Example 7: Way too much information
jdpoisso@dcmb-classroom-5:~$ scontrol show job 118 JobId=118 JobName=bang UserId=cmbtest(114177927) GroupId=users(100) MCS_label=N/A Priority=4294901643 Nice=0 Account=class QOS=normal JobState=RUNNING Reason=None Dependency=(null) Requeue=1 Restarts=0 BatchFlag=1 Reboot=0 ExitCode=0:0 RunTime=00:03:51 TimeLimit=02:00:00 TimeMin=N/A SubmitTime=2018-11-06T15:39:57 EligibleTime=2018-11-06T15:39:57 StartTime=2018-11-06T16:18:31 EndTime=2018-11-06T18:18:31 Deadline=N/A PreemptTime=None SuspendTime=None SecsPreSuspend=0 LastSchedEval=2018-11-06T16:18:31 Partition=batch AllocNode:Sid=dcmb-classroom-cmbtest:22153 ReqNodeList=(null) ExcNodeList=(null) NodeList=classroom-server BatchHost=classroom-server NumNodes=1 NumCPUs=4 NumTasks=1 CPUs/Task=4 ReqB:S:C:T=0:0:*:* TRES=cpu=4,mem=30G,node=1,billing=4 Socks/Node=* NtasksPerN:B:S:C=0:0:*:* CoreSpec=* MinCPUsNode=4 MinMemoryNode=30G MinTmpDiskNode=0 Features=(null) DelayBoot=00:00:00 Gres=(null) Reservation=(null) OverSubscribe=OK Contiguous=0 Licenses=(null) Network=(null) Command=/home/cmbtest/y-cruncher.sh WorkDir=/home/cmbtest StdErr=/home/cmbtest/slurm-118.out StdIn=/dev/null StdOut=/home/cmbtest/slurm-118.out Power=
Canceling jobs in the queue
The last major command needed in general use is the ability to cancel jobs. Perhaps the job was not setup correctly, perhaps it will not generate data as hoped based on the results of an earlier job. In any case the command to cancel jobs is scancel which uses the jobid as the argument.

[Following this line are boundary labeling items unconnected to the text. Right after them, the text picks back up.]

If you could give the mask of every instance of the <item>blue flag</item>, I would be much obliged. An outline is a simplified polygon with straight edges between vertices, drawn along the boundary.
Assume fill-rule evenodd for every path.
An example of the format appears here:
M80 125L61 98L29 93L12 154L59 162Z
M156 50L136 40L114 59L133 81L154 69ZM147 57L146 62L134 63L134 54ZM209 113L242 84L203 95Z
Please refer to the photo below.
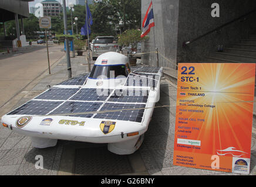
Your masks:
M87 27L88 27L88 34L90 34L90 26L92 25L92 16L90 13L90 9L86 2L86 9L87 9L87 19L86 16L85 16L85 25L81 28L81 35L87 35Z

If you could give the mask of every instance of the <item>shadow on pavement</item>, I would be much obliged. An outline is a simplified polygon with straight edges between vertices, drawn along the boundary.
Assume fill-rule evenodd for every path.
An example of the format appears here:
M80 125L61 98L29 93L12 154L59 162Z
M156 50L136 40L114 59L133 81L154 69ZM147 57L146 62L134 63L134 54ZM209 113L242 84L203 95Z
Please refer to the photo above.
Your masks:
M48 47L50 48L51 47L53 47L53 45L49 45ZM22 54L27 53L32 53L38 50L40 50L43 49L46 49L46 46L45 44L43 45L37 45L34 44L32 46L26 46L26 47L22 47L18 48L18 51L15 52L12 52L12 49L10 49L10 53L0 53L0 60L6 59L8 58L12 57L14 56L21 55Z

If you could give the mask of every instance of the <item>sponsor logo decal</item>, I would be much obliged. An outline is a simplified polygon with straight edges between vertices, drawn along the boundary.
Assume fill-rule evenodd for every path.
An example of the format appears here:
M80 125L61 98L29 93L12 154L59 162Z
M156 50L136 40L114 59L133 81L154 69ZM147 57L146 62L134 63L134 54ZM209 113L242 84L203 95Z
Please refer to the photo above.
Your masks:
M107 64L107 60L102 60L102 64Z
M229 147L224 150L216 150L217 154L219 155L227 155L235 157L240 157L244 154L248 154L247 153L236 150L235 147Z
M67 125L76 125L79 124L80 126L83 126L85 125L85 122L82 121L82 122L78 122L76 120L67 120L67 119L61 119L59 120L59 124L67 124Z
M102 132L106 134L111 132L114 128L116 122L111 121L102 121L100 127Z
M250 172L250 158L233 157L232 172L248 174Z
M186 95L186 93L184 93L184 92L180 92L180 95L181 95L181 96L185 96Z
M46 125L49 126L52 124L52 122L53 120L52 118L46 118L42 120L41 123L40 123L40 125Z
M29 117L29 116L20 117L16 122L16 126L18 128L22 128L23 126L25 126L30 122L31 119L32 117Z

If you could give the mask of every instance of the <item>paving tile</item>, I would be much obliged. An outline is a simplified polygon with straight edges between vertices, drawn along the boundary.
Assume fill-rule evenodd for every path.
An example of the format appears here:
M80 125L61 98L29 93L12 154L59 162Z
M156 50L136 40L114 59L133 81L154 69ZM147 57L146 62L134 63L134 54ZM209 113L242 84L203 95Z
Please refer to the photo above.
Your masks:
M28 148L8 150L0 160L0 166L21 164Z
M7 138L12 132L12 131L2 126L2 124L0 124L0 137L1 138Z
M15 175L20 165L11 165L0 167L0 175Z
M35 164L27 162L19 165L15 175L49 175L50 174L49 169L36 169Z
M151 169L154 171L160 171L160 169L159 168L156 162L155 158L150 154L150 151L148 149L140 148L139 151L147 171Z
M1 147L0 147L0 150L13 148L16 145L18 144L21 141L22 141L25 137L25 136L24 136L7 138Z
M28 136L25 136L14 147L14 148L25 148L31 147L31 138Z

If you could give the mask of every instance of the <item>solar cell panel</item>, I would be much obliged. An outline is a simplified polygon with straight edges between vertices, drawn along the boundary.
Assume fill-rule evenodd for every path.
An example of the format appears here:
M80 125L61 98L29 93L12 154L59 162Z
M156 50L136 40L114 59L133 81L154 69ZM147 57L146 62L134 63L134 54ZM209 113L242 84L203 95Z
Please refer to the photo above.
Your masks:
M81 89L70 100L103 101L109 96L113 89L83 88Z
M79 89L79 88L52 88L39 95L35 99L66 100L75 94Z
M100 111L110 111L103 113L97 113L93 118L115 119L140 123L142 121L144 109L139 109L143 108L146 105L144 104L124 104L107 102L100 109ZM133 110L133 109L134 109ZM119 110L111 112L111 110Z
M125 103L146 103L148 90L120 89L115 90L107 101Z
M7 115L44 115L52 111L62 103L61 101L32 100Z
M68 101L52 112L49 115L62 115L66 113L76 113L89 112L96 112L102 105L103 102L85 102ZM93 114L78 114L68 115L70 116L90 117Z
M57 85L82 85L89 76L89 73L79 75L57 84Z

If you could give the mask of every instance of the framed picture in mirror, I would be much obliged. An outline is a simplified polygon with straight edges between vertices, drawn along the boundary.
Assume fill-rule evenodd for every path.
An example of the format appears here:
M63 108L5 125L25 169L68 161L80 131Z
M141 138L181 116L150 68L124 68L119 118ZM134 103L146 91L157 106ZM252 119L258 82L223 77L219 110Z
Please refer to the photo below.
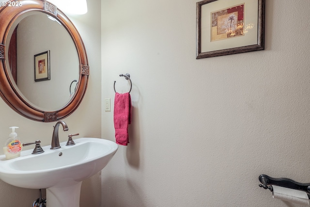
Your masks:
M196 3L196 59L264 48L265 0Z
M34 81L50 80L49 50L34 55Z

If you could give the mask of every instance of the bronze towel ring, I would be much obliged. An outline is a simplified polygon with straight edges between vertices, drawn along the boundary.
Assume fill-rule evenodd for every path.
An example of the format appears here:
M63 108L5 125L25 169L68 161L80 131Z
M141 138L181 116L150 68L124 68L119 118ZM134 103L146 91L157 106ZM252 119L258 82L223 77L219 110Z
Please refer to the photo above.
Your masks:
M131 91L131 88L132 88L132 83L131 83L131 80L130 80L130 75L129 75L129 73L126 73L126 75L120 74L120 76L121 77L125 77L125 79L126 79L126 80L129 80L129 81L130 81L130 90L128 92L128 93L130 93L130 92ZM115 90L115 82L116 82L116 81L114 80L114 92L116 93L116 91Z

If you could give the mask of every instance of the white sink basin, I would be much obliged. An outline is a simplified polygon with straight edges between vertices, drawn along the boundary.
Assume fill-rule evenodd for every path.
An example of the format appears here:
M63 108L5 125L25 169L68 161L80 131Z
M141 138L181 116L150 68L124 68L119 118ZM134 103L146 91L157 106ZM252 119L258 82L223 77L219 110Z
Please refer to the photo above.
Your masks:
M45 152L42 154L32 155L32 149L22 151L20 157L12 159L7 160L4 155L0 156L0 179L19 187L49 189L53 194L55 194L53 189L56 189L57 194L66 194L66 196L72 195L68 189L76 186L73 188L79 188L74 190L76 194L77 190L80 190L81 181L103 169L118 146L113 142L98 138L84 138L74 141L75 145L66 146L65 142L61 143L61 148L59 149L50 149L49 145L43 147ZM65 192L61 189L67 190ZM78 206L71 206L72 203L70 206L60 203L52 205L48 203L48 190L46 205ZM56 195L56 197L61 195ZM54 198L50 198L50 200Z

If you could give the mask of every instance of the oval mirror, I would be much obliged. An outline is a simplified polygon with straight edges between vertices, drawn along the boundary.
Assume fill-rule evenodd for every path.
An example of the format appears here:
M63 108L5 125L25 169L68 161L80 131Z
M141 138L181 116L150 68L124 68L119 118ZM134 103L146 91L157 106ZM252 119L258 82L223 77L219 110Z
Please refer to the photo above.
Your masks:
M81 38L48 1L14 2L0 8L0 95L30 119L62 119L78 108L87 86L89 67Z

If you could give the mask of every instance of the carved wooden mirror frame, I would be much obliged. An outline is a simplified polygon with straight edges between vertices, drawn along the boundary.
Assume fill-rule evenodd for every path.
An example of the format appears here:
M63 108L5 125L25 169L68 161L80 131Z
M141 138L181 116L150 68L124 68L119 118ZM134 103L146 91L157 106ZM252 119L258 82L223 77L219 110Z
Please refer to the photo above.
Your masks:
M72 113L78 107L85 95L89 75L89 66L86 52L78 30L70 19L54 5L44 0L19 0L20 6L0 7L0 96L4 101L17 113L32 120L43 122L58 121ZM66 29L77 48L79 61L79 77L76 93L65 106L55 111L47 111L38 109L28 103L14 87L5 63L5 43L9 31L15 19L27 12L39 11L57 19ZM8 49L8 46L7 47Z

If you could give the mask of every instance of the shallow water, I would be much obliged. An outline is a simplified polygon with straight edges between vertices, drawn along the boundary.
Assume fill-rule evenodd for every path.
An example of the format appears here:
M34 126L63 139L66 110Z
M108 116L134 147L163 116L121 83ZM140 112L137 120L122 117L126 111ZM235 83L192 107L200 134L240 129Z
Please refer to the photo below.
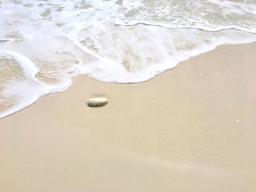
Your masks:
M256 41L255 1L0 1L0 118L88 74L138 82ZM143 25L138 25L143 23Z

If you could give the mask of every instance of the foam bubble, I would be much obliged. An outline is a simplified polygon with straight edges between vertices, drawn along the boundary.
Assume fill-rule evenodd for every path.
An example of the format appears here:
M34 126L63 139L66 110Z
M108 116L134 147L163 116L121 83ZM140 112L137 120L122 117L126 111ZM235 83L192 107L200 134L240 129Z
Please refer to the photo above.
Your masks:
M80 74L143 82L218 45L256 41L255 9L249 0L4 1L0 118Z

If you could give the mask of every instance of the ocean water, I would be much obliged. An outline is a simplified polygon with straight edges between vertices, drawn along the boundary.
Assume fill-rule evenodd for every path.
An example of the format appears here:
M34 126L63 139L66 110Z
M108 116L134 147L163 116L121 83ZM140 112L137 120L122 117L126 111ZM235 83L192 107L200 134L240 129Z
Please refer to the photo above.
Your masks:
M0 0L0 118L73 76L143 82L218 45L255 41L255 0Z

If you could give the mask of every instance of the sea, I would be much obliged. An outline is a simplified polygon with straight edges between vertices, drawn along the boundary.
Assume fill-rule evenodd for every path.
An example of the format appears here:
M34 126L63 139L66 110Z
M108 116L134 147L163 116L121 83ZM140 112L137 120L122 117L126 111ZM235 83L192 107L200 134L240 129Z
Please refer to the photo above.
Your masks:
M74 76L140 82L255 41L255 0L0 0L0 118Z

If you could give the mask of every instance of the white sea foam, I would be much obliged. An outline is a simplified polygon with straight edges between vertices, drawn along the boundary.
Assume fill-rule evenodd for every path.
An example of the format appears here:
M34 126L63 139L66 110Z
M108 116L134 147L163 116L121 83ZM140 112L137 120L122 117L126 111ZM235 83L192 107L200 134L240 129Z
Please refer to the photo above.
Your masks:
M218 45L255 42L255 10L249 0L2 1L0 118L80 74L143 82Z

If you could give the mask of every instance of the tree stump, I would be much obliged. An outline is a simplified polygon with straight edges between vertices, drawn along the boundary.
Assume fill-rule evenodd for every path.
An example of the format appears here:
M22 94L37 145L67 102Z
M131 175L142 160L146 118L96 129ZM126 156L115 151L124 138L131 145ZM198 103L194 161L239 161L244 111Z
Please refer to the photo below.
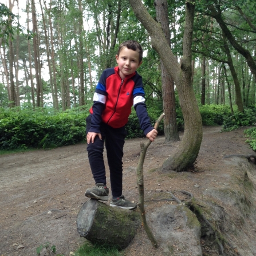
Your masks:
M139 213L113 207L96 199L86 201L77 215L77 231L92 243L125 248L141 224Z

Example 8: Using the scancel command in context
jdpoisso@dcmb-classroom-5:~$ squeue
JOBID PARTITION NAME USER ST TIME NODES NODELIST(REASON)
145 batch dock cmbtest PD 0:00 1 (QOSMaxCpuPerUserLimit)

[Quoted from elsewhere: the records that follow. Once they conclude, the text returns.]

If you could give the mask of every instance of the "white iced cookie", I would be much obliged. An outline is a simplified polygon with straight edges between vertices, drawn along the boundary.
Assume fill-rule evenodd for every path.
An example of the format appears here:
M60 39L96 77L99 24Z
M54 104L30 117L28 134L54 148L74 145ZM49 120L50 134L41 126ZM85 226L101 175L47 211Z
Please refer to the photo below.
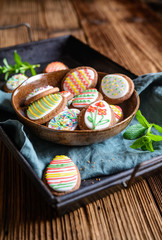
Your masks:
M122 74L109 74L101 81L100 92L104 95L104 99L110 104L122 103L130 98L133 91L133 81Z

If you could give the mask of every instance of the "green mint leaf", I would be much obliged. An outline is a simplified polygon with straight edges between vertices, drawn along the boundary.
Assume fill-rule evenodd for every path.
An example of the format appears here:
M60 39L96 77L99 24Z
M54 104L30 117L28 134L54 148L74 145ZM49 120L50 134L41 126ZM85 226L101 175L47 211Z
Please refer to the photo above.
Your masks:
M143 127L141 124L132 125L125 131L123 137L130 140L136 139L138 137L141 137L146 129L147 128Z
M7 68L10 68L6 58L3 59L3 63Z
M6 74L5 74L5 81L7 81L8 76L9 76L9 72L6 72Z
M23 62L23 65L24 66L31 66L30 63L28 63L28 62Z
M154 152L153 146L152 146L152 142L148 142L145 144L145 147L148 151L150 152Z
M20 73L24 74L25 73L25 69L21 69Z
M18 65L20 65L20 66L22 65L21 57L19 56L17 51L14 51L14 60Z
M162 136L160 136L160 135L154 135L154 134L149 133L148 136L151 138L151 140L153 140L155 142L162 141Z
M33 67L30 68L30 71L31 71L31 74L32 74L33 76L36 75L36 71L35 71L35 69L34 69Z
M143 143L143 141L142 141L142 140L143 140L142 138L143 138L143 137L137 139L130 147L136 149L136 148L140 148L140 147L142 147L143 145L145 145L145 144Z
M93 122L93 119L92 119L90 116L88 116L88 120L89 120L90 122Z
M153 124L153 126L154 126L154 128L155 128L158 132L162 133L162 127L160 127L160 126L157 125L157 124Z
M146 118L142 115L141 111L138 110L136 113L136 118L138 122L143 126L148 128L150 126L149 122L146 120Z

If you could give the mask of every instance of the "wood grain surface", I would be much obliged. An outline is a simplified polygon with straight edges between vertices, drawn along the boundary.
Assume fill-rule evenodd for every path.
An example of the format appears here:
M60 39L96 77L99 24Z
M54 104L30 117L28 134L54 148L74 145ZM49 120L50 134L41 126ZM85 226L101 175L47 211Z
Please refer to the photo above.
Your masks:
M6 0L0 26L28 22L33 40L72 34L135 74L162 69L162 20L145 1ZM29 41L24 27L0 30L0 47ZM56 217L0 142L0 240L155 239L162 236L159 172Z

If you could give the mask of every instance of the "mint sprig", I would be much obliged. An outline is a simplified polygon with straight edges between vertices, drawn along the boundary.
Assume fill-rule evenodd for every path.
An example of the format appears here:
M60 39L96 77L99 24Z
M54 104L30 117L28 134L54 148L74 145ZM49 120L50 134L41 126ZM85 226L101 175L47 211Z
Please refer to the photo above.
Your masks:
M130 126L123 137L125 139L134 140L137 139L130 147L133 149L140 148L143 151L148 150L154 152L153 141L162 141L162 136L155 135L151 132L152 127L154 127L158 132L162 133L162 127L157 124L149 123L146 118L142 115L141 111L138 110L136 113L136 118L139 124L134 124Z
M3 66L0 66L0 74L5 74L5 80L8 79L10 74L22 73L24 74L27 70L30 70L32 75L36 75L35 68L40 67L40 64L30 64L28 62L22 62L21 57L14 51L15 64L10 65L6 58L3 59Z

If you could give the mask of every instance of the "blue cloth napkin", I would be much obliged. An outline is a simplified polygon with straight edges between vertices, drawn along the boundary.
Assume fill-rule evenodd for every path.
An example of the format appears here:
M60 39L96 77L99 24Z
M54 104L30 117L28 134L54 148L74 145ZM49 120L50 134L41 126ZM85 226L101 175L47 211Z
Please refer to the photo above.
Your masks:
M134 79L140 94L140 110L149 122L162 126L162 72ZM130 125L137 123L134 119ZM82 179L109 175L132 168L162 154L162 142L155 143L154 152L130 148L133 141L123 138L123 132L100 143L69 147L51 143L33 135L17 120L11 105L11 94L0 91L0 126L9 135L20 153L41 178L45 167L56 155L67 155L78 166Z

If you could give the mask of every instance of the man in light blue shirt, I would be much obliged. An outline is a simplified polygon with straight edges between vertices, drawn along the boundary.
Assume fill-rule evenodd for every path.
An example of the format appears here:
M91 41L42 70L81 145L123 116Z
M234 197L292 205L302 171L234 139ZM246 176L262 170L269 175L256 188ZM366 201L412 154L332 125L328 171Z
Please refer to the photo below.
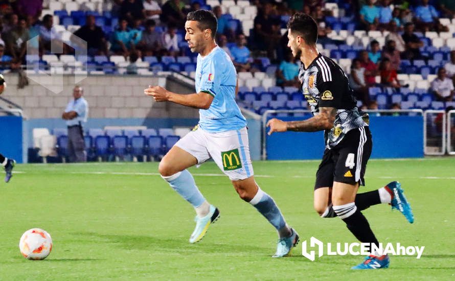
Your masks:
M70 162L85 162L85 143L82 124L87 122L88 104L82 97L84 90L76 85L73 90L74 99L70 101L62 114L68 127L68 155Z
M208 203L188 168L210 158L229 177L240 198L254 206L277 230L279 240L274 257L287 255L299 236L286 224L275 202L254 179L249 157L246 121L235 102L237 74L230 58L215 42L217 20L213 12L198 10L188 13L185 40L197 52L196 93L180 95L149 86L144 93L156 102L169 101L199 109L199 127L177 142L160 163L161 176L192 205L196 227L190 243L200 241L209 226L219 217L219 210Z

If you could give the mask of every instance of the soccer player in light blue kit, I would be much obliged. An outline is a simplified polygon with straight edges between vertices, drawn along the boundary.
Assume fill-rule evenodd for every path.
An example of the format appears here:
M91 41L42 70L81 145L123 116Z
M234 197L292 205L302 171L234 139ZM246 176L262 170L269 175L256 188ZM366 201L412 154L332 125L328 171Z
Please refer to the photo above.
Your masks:
M213 158L229 177L240 198L254 206L277 229L279 239L273 256L284 256L297 244L299 236L286 223L271 197L255 181L246 120L235 102L237 74L229 56L215 42L216 29L216 18L212 12L199 10L188 14L185 40L192 52L199 53L196 93L180 95L160 86L144 90L156 102L199 109L198 128L179 140L164 156L160 173L194 207L196 228L190 243L196 243L219 217L219 210L204 198L187 169Z

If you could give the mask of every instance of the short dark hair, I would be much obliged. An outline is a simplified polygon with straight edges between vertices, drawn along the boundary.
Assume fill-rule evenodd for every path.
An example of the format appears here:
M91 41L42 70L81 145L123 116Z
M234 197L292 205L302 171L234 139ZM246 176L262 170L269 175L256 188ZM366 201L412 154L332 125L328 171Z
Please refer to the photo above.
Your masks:
M197 21L197 27L199 29L201 30L210 29L212 31L213 38L215 38L216 35L218 21L217 21L215 14L212 11L198 10L194 12L190 12L187 15L187 20Z
M287 28L302 36L309 45L315 44L317 41L317 24L306 14L294 14L287 23Z

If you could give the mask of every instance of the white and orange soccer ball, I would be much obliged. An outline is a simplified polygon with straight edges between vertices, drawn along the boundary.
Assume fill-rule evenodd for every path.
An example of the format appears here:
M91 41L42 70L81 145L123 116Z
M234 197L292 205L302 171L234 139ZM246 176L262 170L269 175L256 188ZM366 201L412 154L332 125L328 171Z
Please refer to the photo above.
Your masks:
M44 260L52 250L52 238L46 230L32 228L22 235L19 249L26 259Z

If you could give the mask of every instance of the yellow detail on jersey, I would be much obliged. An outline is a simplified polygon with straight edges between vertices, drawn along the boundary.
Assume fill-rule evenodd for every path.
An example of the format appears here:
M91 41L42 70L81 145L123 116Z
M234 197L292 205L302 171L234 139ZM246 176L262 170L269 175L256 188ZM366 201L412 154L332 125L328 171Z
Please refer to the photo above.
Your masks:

144 batch dickory cmbtest R 1:14 1 classroom-server
148 batch pipi1 jdpoisso R 0:07 1 classroom-server
149 batch pipi2 jdpoisso R 0:03 1 classroom-server
jdpoisso@dcmb-classroom-5:~$ scancel 149
jdpoisso@dcmb-classroom-5:~$ squeue
JOBID PARTITION NAME USER ST TIME NODES NODELIST(REASON)

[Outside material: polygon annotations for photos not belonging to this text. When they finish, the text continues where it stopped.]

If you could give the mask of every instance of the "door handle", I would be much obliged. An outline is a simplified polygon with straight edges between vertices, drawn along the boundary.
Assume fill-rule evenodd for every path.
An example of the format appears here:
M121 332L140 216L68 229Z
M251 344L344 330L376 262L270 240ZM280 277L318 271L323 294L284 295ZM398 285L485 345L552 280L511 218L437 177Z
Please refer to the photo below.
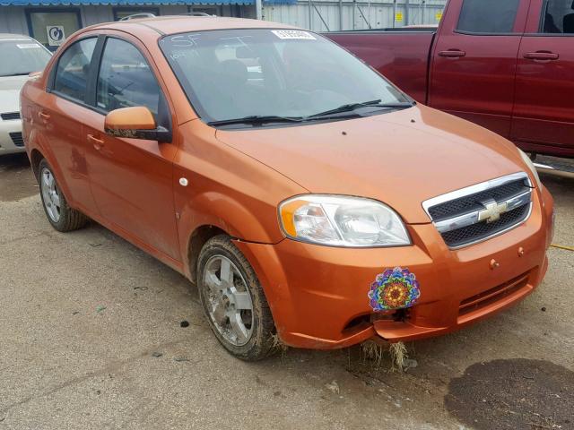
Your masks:
M445 58L460 58L466 56L466 53L460 49L448 49L448 51L440 51L439 56L444 56Z
M524 55L526 60L535 61L554 61L560 58L559 54L554 54L549 51L538 51L538 52L527 52Z
M104 141L94 137L93 134L88 134L88 142L93 145L96 150L101 150L101 147L104 146Z

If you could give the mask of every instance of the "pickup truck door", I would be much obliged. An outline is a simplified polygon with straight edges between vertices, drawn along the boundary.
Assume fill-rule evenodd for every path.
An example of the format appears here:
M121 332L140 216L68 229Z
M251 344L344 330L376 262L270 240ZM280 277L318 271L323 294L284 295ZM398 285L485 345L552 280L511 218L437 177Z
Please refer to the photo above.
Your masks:
M533 0L517 64L512 139L574 155L573 0Z
M135 43L108 37L103 47L94 109L83 126L91 192L113 229L177 266L181 261L172 183L177 146L114 137L104 130L105 115L111 110L145 106L157 117L163 105L161 87Z
M510 136L530 0L451 0L432 51L429 105Z

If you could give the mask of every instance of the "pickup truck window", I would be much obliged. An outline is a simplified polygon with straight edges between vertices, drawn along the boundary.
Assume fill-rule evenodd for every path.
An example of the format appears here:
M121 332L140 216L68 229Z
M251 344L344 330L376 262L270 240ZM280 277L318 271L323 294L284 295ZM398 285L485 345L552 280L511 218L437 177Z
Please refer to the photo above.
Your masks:
M457 30L469 33L512 33L520 0L465 0Z
M574 34L574 1L547 0L542 30L552 34Z
M251 116L302 118L344 105L410 101L364 63L309 31L211 30L166 36L160 45L208 123ZM390 111L373 105L361 112Z

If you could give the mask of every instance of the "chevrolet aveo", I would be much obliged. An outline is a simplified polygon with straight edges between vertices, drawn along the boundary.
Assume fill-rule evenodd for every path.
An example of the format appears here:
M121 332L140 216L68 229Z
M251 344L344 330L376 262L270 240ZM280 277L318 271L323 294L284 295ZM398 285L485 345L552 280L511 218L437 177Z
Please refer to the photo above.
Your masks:
M71 37L22 92L58 231L106 226L196 283L242 359L447 333L547 269L553 202L512 143L318 34L162 17Z

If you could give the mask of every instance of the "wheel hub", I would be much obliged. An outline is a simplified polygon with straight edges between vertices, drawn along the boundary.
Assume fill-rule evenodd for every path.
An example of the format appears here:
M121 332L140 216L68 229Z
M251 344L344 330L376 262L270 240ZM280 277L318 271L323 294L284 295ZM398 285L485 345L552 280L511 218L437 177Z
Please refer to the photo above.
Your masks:
M54 222L60 220L60 193L56 184L56 178L48 168L40 172L40 191L46 212Z
M207 313L223 339L235 346L253 334L253 301L238 267L223 255L211 257L204 271Z

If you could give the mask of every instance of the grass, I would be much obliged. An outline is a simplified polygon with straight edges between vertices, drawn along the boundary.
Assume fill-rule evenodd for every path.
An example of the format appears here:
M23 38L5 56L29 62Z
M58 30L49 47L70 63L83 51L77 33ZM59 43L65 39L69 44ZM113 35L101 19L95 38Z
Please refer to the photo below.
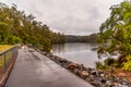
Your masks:
M12 47L13 47L12 45L0 45L0 52L5 51Z
M13 45L0 45L0 52L3 52L12 47L13 47ZM11 52L10 51L5 53L5 58L7 58L7 62L9 60L11 60ZM0 55L0 70L2 66L4 66L4 55L3 54Z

149 batch pipi2 jdpoisso CG 0:11 1 classroom-server
145 batch dock cmbtest PD 0:00 1 (QOSMaxCpuPerUserLimit)
144 batch dickory cmbtest R 1:24 1 classroom-server
148 batch pipi1 jdpoisso R 0:17 1 classroom-server
jdpoisso@dcmb-classroom-5:~$ squeue
JOBID PARTITION NAME USER ST TIME NODES NODELIST(REASON)
145 batch dock cmbtest PD 0:00 1 (QOSMaxCpuPerUserLimit)
144 batch dickory cmbtest R 1:36 1 classroom-server
148 batch pipi1 jdpoisso R 0:29 1 classroom-server
jdpoisso@dcmb-classroom-5:~$
In the example you can see the scancel 149 used to request cancellation of the job with ID 149. The state is then changed to 'CG' cancelling while the job is signaled and cleaned up. Within a few moments when checked again, the job is gone. The cleanup completed and the queue revised.